而与此同时,那声也停了下来,忽明忽暗的风灯在几步开外的地方随风摇晃。
“..陈叔,是什么人?”
是秦管事的声音。
老门房心中一凛,将令牌藏得更好,道:“秦管事,没什么人,就是一个初来乍到的小子横冲直撞的,想讨口水喝,我已经把他打发走了。”
夜色有片刻的寂静。
正当老门房惴惴不安时,从头到脚都没看清的女子已经转过身去,提着风灯慢慢走远了。
这是信了还是没信啊?
老门房抓抓因为匆忙没来得及戴上帽子遮掩的只剩下稀疏几根头发的脑袋,嘟囔着也抬脚回了自己的地方。

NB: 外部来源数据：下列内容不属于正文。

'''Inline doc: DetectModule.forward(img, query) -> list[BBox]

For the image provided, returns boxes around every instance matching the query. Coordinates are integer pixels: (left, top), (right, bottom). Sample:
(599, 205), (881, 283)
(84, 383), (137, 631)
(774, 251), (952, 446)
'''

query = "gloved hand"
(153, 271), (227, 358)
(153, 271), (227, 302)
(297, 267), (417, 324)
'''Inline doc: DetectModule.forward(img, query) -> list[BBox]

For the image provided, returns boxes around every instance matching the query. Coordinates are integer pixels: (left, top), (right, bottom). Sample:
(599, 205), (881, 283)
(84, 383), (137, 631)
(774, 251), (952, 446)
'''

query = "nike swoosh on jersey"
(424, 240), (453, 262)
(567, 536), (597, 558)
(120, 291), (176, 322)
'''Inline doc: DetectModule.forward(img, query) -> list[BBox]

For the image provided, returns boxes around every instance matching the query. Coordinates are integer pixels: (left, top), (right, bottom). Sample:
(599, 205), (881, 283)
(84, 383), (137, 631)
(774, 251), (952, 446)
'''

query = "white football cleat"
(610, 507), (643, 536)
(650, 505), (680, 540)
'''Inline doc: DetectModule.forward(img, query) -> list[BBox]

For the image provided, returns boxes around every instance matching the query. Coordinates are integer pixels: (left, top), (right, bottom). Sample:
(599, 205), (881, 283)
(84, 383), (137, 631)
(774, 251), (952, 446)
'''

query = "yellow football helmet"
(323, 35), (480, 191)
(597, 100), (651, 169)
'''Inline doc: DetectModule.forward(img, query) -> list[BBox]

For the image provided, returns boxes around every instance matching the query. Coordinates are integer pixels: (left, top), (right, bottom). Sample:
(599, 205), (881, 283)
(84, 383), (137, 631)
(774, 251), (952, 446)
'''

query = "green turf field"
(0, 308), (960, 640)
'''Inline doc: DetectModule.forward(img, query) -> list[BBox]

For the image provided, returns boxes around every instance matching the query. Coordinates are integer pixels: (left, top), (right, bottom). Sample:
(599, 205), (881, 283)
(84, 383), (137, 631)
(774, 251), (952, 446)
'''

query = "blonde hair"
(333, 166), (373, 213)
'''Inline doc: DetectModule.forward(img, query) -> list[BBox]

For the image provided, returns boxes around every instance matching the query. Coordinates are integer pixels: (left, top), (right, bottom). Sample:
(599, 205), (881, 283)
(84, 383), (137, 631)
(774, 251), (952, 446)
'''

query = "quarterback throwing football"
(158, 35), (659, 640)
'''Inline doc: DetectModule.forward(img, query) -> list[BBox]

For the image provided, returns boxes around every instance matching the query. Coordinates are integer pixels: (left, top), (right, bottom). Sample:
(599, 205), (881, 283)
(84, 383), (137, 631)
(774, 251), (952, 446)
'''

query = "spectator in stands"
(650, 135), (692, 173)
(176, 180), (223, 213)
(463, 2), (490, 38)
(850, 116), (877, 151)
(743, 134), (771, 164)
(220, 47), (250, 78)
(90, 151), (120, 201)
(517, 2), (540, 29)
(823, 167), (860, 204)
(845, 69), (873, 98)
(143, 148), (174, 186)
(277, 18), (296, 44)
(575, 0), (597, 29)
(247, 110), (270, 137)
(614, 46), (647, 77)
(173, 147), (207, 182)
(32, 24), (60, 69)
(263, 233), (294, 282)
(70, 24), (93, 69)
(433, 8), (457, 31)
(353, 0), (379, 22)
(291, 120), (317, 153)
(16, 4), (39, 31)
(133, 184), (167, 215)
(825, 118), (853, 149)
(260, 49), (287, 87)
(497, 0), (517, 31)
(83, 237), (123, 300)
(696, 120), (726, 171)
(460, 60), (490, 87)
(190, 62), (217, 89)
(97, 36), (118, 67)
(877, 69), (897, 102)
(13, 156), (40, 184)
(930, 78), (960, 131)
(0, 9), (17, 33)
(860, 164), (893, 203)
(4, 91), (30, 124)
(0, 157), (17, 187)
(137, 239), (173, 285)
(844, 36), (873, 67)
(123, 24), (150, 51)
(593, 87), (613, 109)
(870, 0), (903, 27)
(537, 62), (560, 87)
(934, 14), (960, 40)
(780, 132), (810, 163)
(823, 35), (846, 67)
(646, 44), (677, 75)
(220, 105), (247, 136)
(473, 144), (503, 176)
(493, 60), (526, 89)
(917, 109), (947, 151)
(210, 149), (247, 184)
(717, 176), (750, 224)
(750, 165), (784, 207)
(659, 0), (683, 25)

夜色深深中,女子提着风灯穿庭过院,不多时便来到了一片阔朗的地方。
地方虽是阔朗,但并没有多少树木花丛,推开门走进去,院子里也是空空荡荡一片,更是衬得这座小院孤苦伶仃形单影只。
秦管事叹口气,王妃生的孩子和府中婢女生下的孩子,到底还是有差别的。
先不说那些认祖归宗,让孩子把姓氏给改回来的话,就说眼前这宅子,看起来也不像是世子该住的地方。
看看那位世子,院子内外都是仆从成群,吃的穿的用的,哪一样不是顶好的东西?
就连屋顶上铺着的瓦片,那也是请了最好的能工巧匠精心制作的。